Rather, the Tlingit potato is related to certain South American tubers, and arrived in Southeast Alaska several hundred years ago, likely through Tlingit voyages and trade routes.

While this revelation may have been new to the scientific world, it was already common knowledge within the Native communities of Southeast. Tammy Young, cultural resources coordinator at Sitka Tribe of Alaska, says oral histories tell of long voyages to the south in which the Tlingit would have come into contact with other Native people growing or trading these foreign potatoes.

“We’re told that they could be part of a story that is told through the Kaagwaantaan Clan,” Young said. “They have a story where canoes went down, all along the coastline, all the way down as far as they could go.”

Young has been involved with the potato project since the start. In addition to carrying on a tradition, she sees cultivating potatoes as one way for the Tribe to fight food insecurity.

“The long term goal is addressing food security,” Young said. “So we hope that as we gather, that people are taking potatoes and keeping them to plant in their own garden.”
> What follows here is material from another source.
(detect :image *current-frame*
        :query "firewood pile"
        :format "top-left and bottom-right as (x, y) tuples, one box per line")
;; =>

Last year they harvested about 90 pounds, most of which was distributed through the Tribe’s food pantry. This year, Young is hoping for more.

With about 20 volunteer gardeners, the work is going quickly. Soon they fill four 5-gallon buckets with the narrow, knobbly taters.

When the harvest is over, David Kanosh shares the story of the Tlingit who returned to Southeast with new crops from the South.

“And then they became known as S’íxkáxhweidí, those who keep gardens,” Kanosh said. “So as much as we call ourselves the people of the tide, because much of our food was found in the water and at the tide level, we also had gardens. S’íxkáxhweidí, the ones who keep gardens. Even in my village of Angoon, our fish camp, of our family and of our clan, still has potatoes.”

While most of the potatoes harvested today will end up on a dinner plate, some will be stored through the winter as seed for next spring, when a centuries-old gardening tradition begins another season.